Three papers accepted to the International Conference Recent Advances in Natural Language Processing, RANLP 2021, September 1-3, 2021 in Varna, Bulgaria,
from the Clinical Text Mining group at DSV: 
Sonja Remmer, Anastasios Lamproudis and Hercules Dalianis.
Multi-label Diagnosis Classification of Swedish Discharge Summaries – ICD-10 Code Assignment Using KB-BERT. 
Alberto Blanco, Sonja Remmer, Alicia Pérez, Hercules Dalianis and Arantza Casillas.
On the contribution of per-ICD attention mechanisms to classify health records in languages with fewer resources than English. 
Anastasios Lamproudis, Aron Henriksson and Hercules Dalianis. 
Developing a Clinical Language Model for Swedish: Continued Pretraining of Generic BERT with In-Domain Data. 
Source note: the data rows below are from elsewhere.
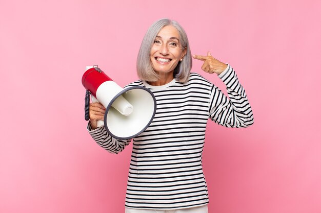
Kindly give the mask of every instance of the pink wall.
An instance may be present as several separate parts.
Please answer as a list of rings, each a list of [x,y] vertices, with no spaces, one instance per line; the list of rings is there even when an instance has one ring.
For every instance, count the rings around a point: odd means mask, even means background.
[[[193,54],[210,50],[234,68],[254,114],[247,129],[209,123],[209,212],[321,212],[320,1],[2,0],[0,8],[0,212],[124,212],[131,147],[113,155],[92,140],[81,79],[97,64],[121,86],[135,80],[142,39],[165,17],[185,28]]]

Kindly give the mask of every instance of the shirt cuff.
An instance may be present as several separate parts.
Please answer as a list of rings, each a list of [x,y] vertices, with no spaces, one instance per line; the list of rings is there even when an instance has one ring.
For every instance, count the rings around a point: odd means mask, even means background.
[[[218,75],[218,77],[221,79],[224,77],[225,75],[226,75],[226,73],[227,73],[228,70],[230,69],[230,67],[231,67],[231,66],[230,66],[230,64],[226,64],[227,65],[227,66],[226,67],[224,71],[223,71],[220,74]]]
[[[87,125],[87,130],[88,130],[88,132],[89,132],[90,133],[94,133],[95,132],[99,132],[103,127],[104,126],[102,126],[101,127],[97,127],[95,129],[92,129],[91,123],[90,123],[90,122],[89,122],[88,125]]]

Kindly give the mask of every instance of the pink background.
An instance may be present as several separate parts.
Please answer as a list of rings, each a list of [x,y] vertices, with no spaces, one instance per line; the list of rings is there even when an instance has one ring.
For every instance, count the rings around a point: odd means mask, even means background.
[[[162,17],[180,23],[193,54],[210,50],[234,67],[254,115],[247,129],[209,122],[209,212],[321,212],[320,1],[1,0],[0,8],[0,212],[124,212],[131,146],[113,155],[91,139],[81,79],[98,64],[122,86],[136,80],[143,37]]]

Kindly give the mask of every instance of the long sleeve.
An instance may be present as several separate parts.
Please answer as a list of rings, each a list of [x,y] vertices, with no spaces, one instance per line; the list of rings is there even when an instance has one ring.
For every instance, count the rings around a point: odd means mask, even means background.
[[[233,68],[228,67],[218,77],[226,85],[229,98],[216,86],[211,90],[209,117],[227,127],[247,127],[253,124],[252,109]]]
[[[117,154],[122,151],[129,144],[131,139],[118,140],[110,135],[104,126],[92,130],[89,122],[87,130],[97,144],[111,153]]]

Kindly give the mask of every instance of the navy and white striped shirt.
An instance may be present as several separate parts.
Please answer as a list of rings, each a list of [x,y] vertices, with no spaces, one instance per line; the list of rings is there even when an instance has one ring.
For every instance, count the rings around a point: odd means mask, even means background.
[[[185,83],[174,79],[153,86],[138,80],[126,86],[149,88],[157,103],[150,125],[133,139],[127,207],[173,209],[208,203],[202,168],[208,119],[227,127],[253,123],[245,91],[233,68],[228,65],[218,77],[227,86],[229,99],[193,73]],[[112,138],[103,127],[91,130],[89,123],[88,129],[96,142],[111,153],[122,151],[130,142]]]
The first paper in collaboration with the Norwegian Centre for E-health Research in Tromsø. Norway and the second paper also with the HiTZ Center – Ixa, University of the Basque Country UPV/EHU, Donostia, Spain.
The two first papers study how to automatically assign ICD-10 diagnosis codes to a discharge summary, for Swedish and for Spanish a respectively. Usually this time consuming work is carried out manually by a physician or a coder.We use machine learning and specifically Deep AI Learning to perform this and already manually assign codes to discharges summaries. 
In the third paper is constructed a clinical deep learning BERT model for Swedish that performs much better than a regular non-clinical model for clinical down stream tasks as for example automatic ICD-10 diagnosis coding.